Once at the station, Moghbeli and her crewmates will be welcomed aboard by commander Sergei Prokopyev, Dmitri Petelin and NASA astronaut Frank Rubio, who launched to the lab nearly a full year ago aboard a Soyuz spacecraft. Also on hand: Crew-6 commander Stephen Bowen, pilot Woody Hoburg, United Arab Emirates astronaut Sultan Alneyadi and cosmonaut Andrey Fedyaev.

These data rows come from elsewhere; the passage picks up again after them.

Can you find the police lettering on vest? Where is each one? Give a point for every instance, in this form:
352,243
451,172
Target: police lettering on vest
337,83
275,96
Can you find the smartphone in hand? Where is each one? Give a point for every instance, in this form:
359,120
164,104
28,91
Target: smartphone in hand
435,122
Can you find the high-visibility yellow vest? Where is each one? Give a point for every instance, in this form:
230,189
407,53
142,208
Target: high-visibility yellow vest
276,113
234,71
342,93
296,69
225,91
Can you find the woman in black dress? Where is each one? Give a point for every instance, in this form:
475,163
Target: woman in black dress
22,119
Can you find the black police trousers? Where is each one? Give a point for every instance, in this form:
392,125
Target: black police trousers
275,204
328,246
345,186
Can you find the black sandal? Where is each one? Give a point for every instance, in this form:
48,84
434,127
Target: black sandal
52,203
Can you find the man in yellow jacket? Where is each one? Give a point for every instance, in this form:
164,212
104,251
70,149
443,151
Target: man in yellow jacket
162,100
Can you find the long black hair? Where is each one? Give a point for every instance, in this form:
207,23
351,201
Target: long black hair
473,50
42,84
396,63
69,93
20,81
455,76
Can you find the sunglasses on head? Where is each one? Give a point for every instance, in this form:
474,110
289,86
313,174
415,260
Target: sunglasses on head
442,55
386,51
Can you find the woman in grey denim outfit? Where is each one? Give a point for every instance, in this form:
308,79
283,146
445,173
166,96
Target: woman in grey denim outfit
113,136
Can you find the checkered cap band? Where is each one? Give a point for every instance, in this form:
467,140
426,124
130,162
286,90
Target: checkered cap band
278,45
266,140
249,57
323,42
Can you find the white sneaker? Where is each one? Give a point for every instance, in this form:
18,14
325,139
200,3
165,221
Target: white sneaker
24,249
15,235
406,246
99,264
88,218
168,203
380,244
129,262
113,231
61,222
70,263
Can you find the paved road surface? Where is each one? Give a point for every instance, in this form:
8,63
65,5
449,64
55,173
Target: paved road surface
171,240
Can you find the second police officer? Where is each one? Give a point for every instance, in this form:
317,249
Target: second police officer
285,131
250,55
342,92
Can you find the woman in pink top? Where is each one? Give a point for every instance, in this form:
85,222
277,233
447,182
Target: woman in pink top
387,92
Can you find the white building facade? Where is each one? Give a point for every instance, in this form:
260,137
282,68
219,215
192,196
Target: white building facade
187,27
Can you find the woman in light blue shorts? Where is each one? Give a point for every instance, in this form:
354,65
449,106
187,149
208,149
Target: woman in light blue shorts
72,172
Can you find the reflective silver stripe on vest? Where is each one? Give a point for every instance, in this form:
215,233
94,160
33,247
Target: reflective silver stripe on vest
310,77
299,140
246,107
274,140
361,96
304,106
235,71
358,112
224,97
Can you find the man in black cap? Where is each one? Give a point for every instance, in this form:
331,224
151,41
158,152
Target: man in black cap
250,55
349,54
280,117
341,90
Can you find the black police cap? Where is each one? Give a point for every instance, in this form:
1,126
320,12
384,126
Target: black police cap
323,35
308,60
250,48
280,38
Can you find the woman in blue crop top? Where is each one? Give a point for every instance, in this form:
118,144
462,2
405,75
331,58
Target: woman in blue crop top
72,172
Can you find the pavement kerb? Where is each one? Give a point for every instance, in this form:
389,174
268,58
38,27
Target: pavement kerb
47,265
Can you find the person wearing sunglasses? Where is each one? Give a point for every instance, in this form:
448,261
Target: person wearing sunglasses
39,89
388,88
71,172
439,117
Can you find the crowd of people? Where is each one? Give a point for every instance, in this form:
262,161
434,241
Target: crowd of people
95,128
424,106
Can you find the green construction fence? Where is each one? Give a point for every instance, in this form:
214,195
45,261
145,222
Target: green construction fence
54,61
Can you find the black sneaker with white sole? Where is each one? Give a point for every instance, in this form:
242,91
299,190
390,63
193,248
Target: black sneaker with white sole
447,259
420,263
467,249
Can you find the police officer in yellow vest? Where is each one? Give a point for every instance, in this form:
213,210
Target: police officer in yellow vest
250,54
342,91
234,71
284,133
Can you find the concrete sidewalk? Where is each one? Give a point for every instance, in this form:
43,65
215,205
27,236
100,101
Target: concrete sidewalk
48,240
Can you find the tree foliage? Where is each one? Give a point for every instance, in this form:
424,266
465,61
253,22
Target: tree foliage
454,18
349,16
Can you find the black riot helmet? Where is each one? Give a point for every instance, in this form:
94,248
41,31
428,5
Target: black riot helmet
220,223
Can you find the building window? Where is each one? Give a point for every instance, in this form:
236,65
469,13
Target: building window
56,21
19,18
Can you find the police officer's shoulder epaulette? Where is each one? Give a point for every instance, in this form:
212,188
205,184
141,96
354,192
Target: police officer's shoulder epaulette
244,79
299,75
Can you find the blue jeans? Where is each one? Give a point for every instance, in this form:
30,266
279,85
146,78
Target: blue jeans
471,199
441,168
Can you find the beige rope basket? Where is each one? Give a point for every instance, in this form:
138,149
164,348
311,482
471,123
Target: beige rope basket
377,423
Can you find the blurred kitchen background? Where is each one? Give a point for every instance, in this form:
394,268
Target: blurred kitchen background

Moghbeli and company are replacing Bowen and his Crew-6 colleagues. Launched last March 2, Bowen’s crew plans to undock from the station after a five-day handover, splashing down off the coast of Florida the next day to wrap up a six-month mission.
Hoburg had some advice for the Crew-7 replacements.
“They’ll be very focused on their launch, their rendezvous, their docking,” he said from orbit Wednesday. “And then once they get here, the timescales change completely. We all feel like we want to go 100 miles an hour and put our training to use and be really effective right away. But it’s a long road ahead.
“And so they’ll hopefully have a bit of time to just relax, enjoy themselves and get into the groove of living and working up here aboard the space station.”:
Two weeks after Crew-6 departs, Russia plans to launch the Soyuz MS-24/70S spacecraft carrying cosmonauts Oleg Kononenko, Nikolai Chub and NASA’s Loral O’Hara to the space station. Liftoff is expected on September 15.
Kononenko’s crew will replace Prokopyev, Petelin and Rubio, who plan to close out a marathon 371-day mission with landing in Kazakhstan on September 27. Launched last September 21, they originally planned to come home in March, but their Soyuz suffered a massive coolant leak in December.
A replacement Soyuz was launched in February, but the crew’s stay aboard the station was extended six months to put the Russian flight sequence back on its normal schedule. As a result, Rubio will set a new U.S. single flight record, eclipsing astronaut Mark Vande Hei’s current 355-day mark on September 11.
The late cosmonaut Valery Polyakov holds the world record for the longest single spaceflight — 437 days — a mark set aboard the Russian Mir space station in 1994-95. NASA astronaut Scott Kelly was the first American to log nearly a year in space, followed by Vande Hei and now, Rubio.
“Frank thought when he flew to space he would be here for six months,” said Hoburg. “And part way through his mission, he found out that it was extended to a year. He’s been amazing to work with. Frank is making a huge sacrifice, being away from his family for so long, and I just want to recognize the service he’s given to us aboard the space station.”
Kononenko and Chubb also plan to spend a full year aboard the International Space Station. Next March, another Soyuz will blast off carrying veteran commander Oleg Novitskiy, NASA’s Tracy Caldwell-Dyson and Belarus researcher Marina Vasilevskaya.
Novitskiy, Vasilevskaya and O’Hara will return to Earth about 10 days later. Kononenko, Chubb and Caldwell-Dyson will come down together next September.